Embodiment 16. Use of a plurality of oligonucleotides for hybridization under stringent conditions to, or primers suitable for PCR amplification of DNA that corresponds to a panel of genes comprising at least 1, 2, 3, 4, 5, 6, 7, 8, 9, 10, 11, 12, 13, 14, or 15 test genes selected from the genes listed in Table 1 or Table 3, wherein (i) the panel consists of no more than 20, 30, 40, 50, 60, 70, 80, 90, 100, 125, 150, 175, 200, 250, 300, 250, 400, 450, 500, 550, 600, 650, 700, 750, 800, 850, 900, 1000 or more genes, and/or (ii) the test genes represent at least 1%, 2%, 3%, 4%, 5%, 6%, 7%, 8%, 9%, 10%, 11%, 12%, 13%, 14%, 15%, 16%, 17%, 18%, 19%, 20%, 25%, 30%, 40%, 50%, 60%, 70%, 75%, 80%, 85%, 90%, 95%, 96%, 97%, 98%, 99% or 100% of the panel of genes; for determining the sequence of the test genes in a sample from a patient having cancer, for detecting resistance (and/or an increased likelihood of resistance) to a treatment regimen comprising an immune checkpoint inhibitor, wherein (a) the presence of a mutation in at least one test gene indicates an increased likelihood of resistance and (b) no detected mutation in any test gene indicates no increased likelihood of resistance.

Embodiment 17. Use of a plurality of oligonucleotides for hybridization under stringent conditions to, or primers suitable for PCR amplification of DNA that corresponds to a panel of genes comprising at least 1, 2, 3, 4, 5, 6, 7, 8, 9, 10, 11, 12, 13, 14, or 15 test genes selected from the genes listed in Table 1 or Table 3, wherein (i) the panel consists of no more than 20, 30, 40, 50, 60, 70, 80, 90, 100, 125, 150, 175, 200, 250, 300, 250, 400, 450, 500, 550, 600, 650, 700, 750, 800, 850, 900, 1000 or more genes, and/or (ii) the test genes represent at least 1%, 2%, 3%, 4%, 5%, 6%, 7%, 8%, 9%, 10%, 11%, 12%, 13%, 14%, 15%, 16%, 17%, 18%, 19%, 20%, 25%, 30%, 40%, 50%, 60%, 70%, 75%, 80%, 85%, 90%, 95%, 96%, 97%, 98%, 99% or 100% of the panel of genes; for measuring expression of the test genes in a sample from a patient having cancer, for detecting resistance (and/or an increased likelihood of resistance) to a treatment regimen comprising an immune checkpoint inhibitor, wherein (a) low (including undetectable) expression in at least one test gene indicates an increased likelihood of resistance and (b) absence of decreased expression in any test gene indicates no increased likelihood of resistance.

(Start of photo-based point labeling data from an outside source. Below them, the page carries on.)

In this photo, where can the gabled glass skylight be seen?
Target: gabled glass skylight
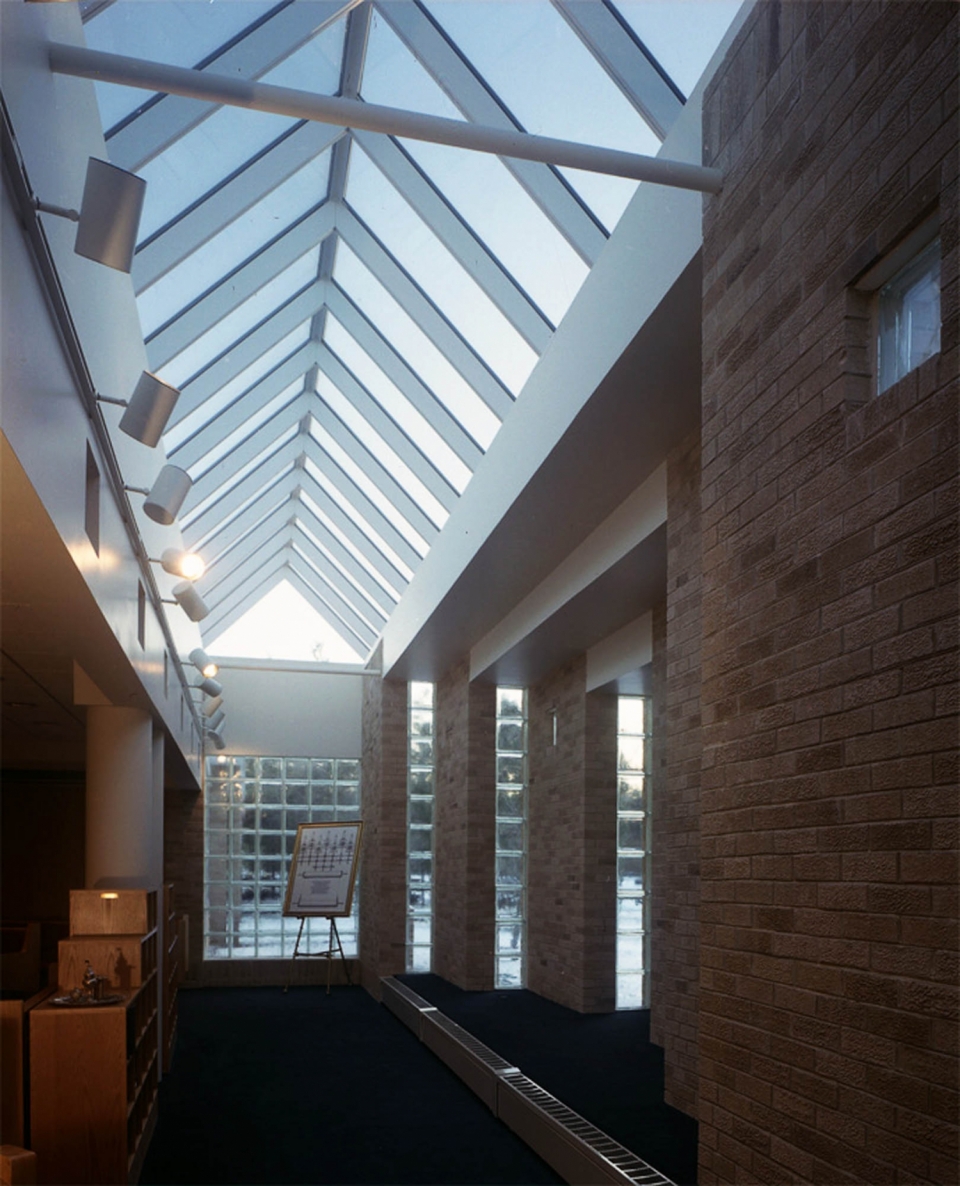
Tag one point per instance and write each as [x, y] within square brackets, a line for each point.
[350, 317]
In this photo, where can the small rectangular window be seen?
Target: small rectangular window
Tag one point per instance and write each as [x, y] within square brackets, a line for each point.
[141, 614]
[91, 501]
[908, 318]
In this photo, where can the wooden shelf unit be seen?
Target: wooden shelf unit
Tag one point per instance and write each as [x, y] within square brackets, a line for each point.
[172, 974]
[95, 1070]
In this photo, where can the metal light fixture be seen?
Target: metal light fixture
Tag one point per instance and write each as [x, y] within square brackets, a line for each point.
[182, 563]
[109, 215]
[210, 687]
[147, 409]
[194, 606]
[165, 497]
[203, 663]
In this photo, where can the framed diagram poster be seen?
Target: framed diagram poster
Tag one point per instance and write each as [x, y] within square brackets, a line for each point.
[323, 869]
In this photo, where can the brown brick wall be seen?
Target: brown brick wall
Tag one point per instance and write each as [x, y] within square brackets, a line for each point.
[383, 854]
[675, 861]
[828, 925]
[572, 850]
[464, 830]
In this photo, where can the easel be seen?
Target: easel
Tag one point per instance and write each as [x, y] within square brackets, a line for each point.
[320, 955]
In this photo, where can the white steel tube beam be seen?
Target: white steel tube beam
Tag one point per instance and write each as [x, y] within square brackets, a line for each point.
[154, 76]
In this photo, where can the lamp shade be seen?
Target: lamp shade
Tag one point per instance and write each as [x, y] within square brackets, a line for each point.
[195, 609]
[166, 495]
[148, 409]
[202, 662]
[109, 216]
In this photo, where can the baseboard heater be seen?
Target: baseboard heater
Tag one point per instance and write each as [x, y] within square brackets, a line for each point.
[578, 1151]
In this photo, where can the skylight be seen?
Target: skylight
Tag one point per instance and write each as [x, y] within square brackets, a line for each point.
[350, 317]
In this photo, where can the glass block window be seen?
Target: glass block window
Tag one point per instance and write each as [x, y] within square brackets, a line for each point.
[909, 318]
[509, 970]
[420, 771]
[633, 748]
[252, 810]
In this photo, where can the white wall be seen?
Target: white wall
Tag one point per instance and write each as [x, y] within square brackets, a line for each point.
[292, 709]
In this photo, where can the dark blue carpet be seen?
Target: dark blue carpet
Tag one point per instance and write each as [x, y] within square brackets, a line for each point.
[277, 1088]
[602, 1065]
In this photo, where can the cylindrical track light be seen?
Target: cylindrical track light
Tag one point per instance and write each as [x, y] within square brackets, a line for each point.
[166, 495]
[109, 215]
[180, 563]
[202, 662]
[194, 606]
[148, 409]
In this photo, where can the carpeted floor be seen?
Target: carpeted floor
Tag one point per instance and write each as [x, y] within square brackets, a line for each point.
[277, 1088]
[601, 1065]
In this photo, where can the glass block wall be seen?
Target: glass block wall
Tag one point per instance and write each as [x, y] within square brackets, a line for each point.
[420, 770]
[633, 738]
[253, 807]
[512, 837]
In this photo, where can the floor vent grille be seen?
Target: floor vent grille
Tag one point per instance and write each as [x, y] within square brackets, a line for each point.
[406, 1005]
[578, 1151]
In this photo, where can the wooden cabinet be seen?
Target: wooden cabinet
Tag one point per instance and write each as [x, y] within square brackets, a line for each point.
[95, 1069]
[93, 1089]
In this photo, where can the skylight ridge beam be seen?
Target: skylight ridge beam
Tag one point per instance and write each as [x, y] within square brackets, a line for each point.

Embodiment 18. The use of either Embodiment 16 or 17, wherein the probes and/or the primers are labelled (e.g., with a fluorescent tag).

Embodiment 19. The method of any one of Embodiments 1-6, the system of either Embodiment 7 or 8, the kit of any one of Embodiments 9-15, or the use of any one of Embodiments 16-18, wherein the cancer is melanoma, renal cancer, lung cancer (e.g., NSCLC, SCLC, mesothelioma), bladder cancer (e.g., urothelial bladder cancer), breast cancer, gastric cancer, prostate cancer, HNSCC, or hematologic cancer.

Embodiment 20. The method of any one of Embodiments 1-6, the system of either Embodiment 7 or 8, the kit of any one of Embodiments 9-15, or the use of any one of Embodiments 16-18, wherein the immune checkpoint inhibitor is any of the agents listed in Table 2.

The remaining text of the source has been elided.